Concluímos, portanto, que certamente haviam mortes de animais antes do pecado.
O ser humano não foi criado vegetariano, mas sim alguém que poderia comer
carne, assim como existiam animais carnívoros.
Em outro texto falaremos mais sobre o que "muito bom" significa, e como sabemos que ele não exclui a existência de mortes antes da queda.
* Esse texto é parte do livro A Gênese em Gênesis: solucionando a controvérsia das eras, 2ª Ed., São Paulo: Ed. do Autor, 2019, p. 149-166
[1] A interpretação de que essa “vida eterna” era qualitativa é uma adição ao texto, sem qualquer razão exegética para ser aceita.

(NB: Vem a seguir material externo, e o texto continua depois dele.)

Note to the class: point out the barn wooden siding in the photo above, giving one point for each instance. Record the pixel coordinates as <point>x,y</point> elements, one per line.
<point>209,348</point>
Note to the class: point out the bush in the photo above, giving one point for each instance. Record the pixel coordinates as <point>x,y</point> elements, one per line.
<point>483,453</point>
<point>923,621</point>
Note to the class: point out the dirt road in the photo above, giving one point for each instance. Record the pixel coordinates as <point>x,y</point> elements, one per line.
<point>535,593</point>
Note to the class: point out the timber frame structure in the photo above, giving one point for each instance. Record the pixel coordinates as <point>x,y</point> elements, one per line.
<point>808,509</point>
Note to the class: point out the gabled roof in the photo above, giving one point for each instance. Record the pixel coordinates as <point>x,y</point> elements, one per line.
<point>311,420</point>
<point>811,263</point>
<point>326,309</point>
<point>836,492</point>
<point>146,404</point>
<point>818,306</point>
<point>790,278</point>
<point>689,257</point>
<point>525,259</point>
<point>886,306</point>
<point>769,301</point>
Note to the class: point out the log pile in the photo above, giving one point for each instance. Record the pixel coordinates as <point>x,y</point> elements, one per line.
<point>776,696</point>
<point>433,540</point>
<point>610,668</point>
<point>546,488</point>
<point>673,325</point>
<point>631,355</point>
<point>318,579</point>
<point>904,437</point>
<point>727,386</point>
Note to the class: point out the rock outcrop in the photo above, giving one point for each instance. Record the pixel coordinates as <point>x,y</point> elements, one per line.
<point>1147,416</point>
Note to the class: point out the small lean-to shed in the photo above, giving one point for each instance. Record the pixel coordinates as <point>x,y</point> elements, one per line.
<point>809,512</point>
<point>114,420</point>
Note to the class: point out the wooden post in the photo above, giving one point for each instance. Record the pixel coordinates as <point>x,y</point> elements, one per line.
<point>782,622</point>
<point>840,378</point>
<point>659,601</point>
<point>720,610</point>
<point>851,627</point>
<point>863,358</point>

[1] A interpretação de que essa “vida eterna” era qualitativa é uma adição ao texto, sem qualquer razão exegética para ser aceita.
[2] John Walton,
The lost world of Adam and Eve: Genesis 2-3 and the human origins debate,
Downers Grove. IL: InterVarsity Press, 2015 ,p. 62. Edição ePub
[3] Daniel J. Stulac, Hierarchy and Violence in Genesis 1:26-28:
An Agrarian Solution, 2013, disponível em https://www.academia.edu/5186990/Hierarchy_and_Violence_in_Genesis_1_26-28_An_Agrarian_Solution?a;
acesso 06/01/2019
[4] Joshua John Van Ee,
Death and the Garden: An Examination
of Original Immortality, Vegetarianism, and Animal Peace in the Hebrew Bible
and Mesopotamia, 2016, p. 201, 206-207, disponível em https://escholarship.org/uc/item/0qm3n0mt; acesso 06/01/2019
[5] Ibid, p. 207
[6] Ibid. p. 208
[7] Ibid.
[8] Ibid. p. 211
[9] Ibid. p. 245, 249, 206-207
[10] A tradução da NVI coloca que “agora” eles poderão
comer animais, assim como comem vegetais. Mas o “agora” não existe no hebraico.